Tribunal entendeu que a proteção e o melhor interesse da criança devem prevalecer sobre o vínculo biológico
A Primeira Câmara Cível do Tribunal de Justiça do Acre (TJAC) decidiu manter a perda do poder familiar dos pais de uma criança que foi entregue irregularmente a terceiros e transportada com documentação falsa em direção à região de fronteira internacional. O resultado da ação foi divulgado no Diário da Justiça desta sexta-feira, 11.
A decisão foi tomada durante o julgamento de uma apelação apresentada pela mãe da criança. O processo teve origem na Vara da Infância e da Juventude de Rio Branco, que já havia determinado a destituição do poder familiar e a manutenção da criança em acolhimento institucional.
No recurso, a mãe alegou que não havia provas suficientes de abandono ou maus-tratos e defendeu que a criança permanecesse na família natural ou fosse encaminhada para familiares próximos.
Durante o julgamento, também foi analisada uma questão levantada pelo pai, que alegou não ter sido localizado adequadamente antes de ser citado por edital. O Tribunal entendeu que foram realizadas tentativas razoáveis para encontrá-lo, incluindo consultas a sistemas disponíveis ao Judiciário e uma tentativa de citação pessoal no endereço localizado no Ceará. Como não houve êxito, a citação por edital foi considerada válida.
Risco à segurança da criança
Para os desembargadores, as provas apresentadas no processo demonstraram uma situação grave de risco. A criança teria sido entregue a pessoas sem vínculo jurídico reconhecido com a família e transportada com documentação falsa em direção à fronteira internacional.

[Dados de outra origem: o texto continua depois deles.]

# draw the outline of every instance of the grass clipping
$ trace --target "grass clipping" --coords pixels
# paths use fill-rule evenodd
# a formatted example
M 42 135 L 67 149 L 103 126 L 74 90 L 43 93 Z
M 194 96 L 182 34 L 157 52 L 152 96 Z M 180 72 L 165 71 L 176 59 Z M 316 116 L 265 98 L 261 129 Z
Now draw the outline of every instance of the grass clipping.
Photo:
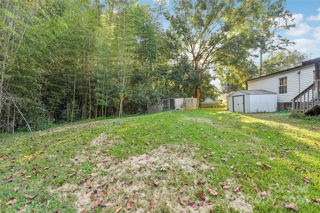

Segundo a decisão, a situação expôs a criança a um risco concreto e violou os deveres de proteção e guarda dos pais. O Tribunal também considerou elementos relacionados à fragilidade dos vínculos familiares e ao impacto da situação sobre a integridade física e psicológica da criança.
O relator do processo, desembargador Roberto Barros, destacou que o poder familiar não é um direito absoluto dos pais. Ele deve ser exercido sempre visando à proteção e ao desenvolvimento da criança.
A decisão também reforçou que a destituição do poder familiar é uma medida excepcional, mas pode ser aplicada quando há comprovação de negligência grave ou de situações que coloquem a criança em risco. A existência de uma condenação criminal, segundo o Tribunal, não é necessária para que a Justiça determine a perda do poder familiar, já que as áreas criminal e cível são independentes.
Com isso, a Primeira Câmara Cível rejeitou a alegação de nulidade e negou o recurso, mantendo a decisão que determinou a destituição do poder familiar dos pais.
O julgamento teve como fundamento principal o princípio do melhor interesse da criança, previsto na legislação brasileira, segundo o qual a proteção, a segurança e o desenvolvimento integral de crianças e adolescentes devem ter prioridade.
O processo segue em segredo de justiça.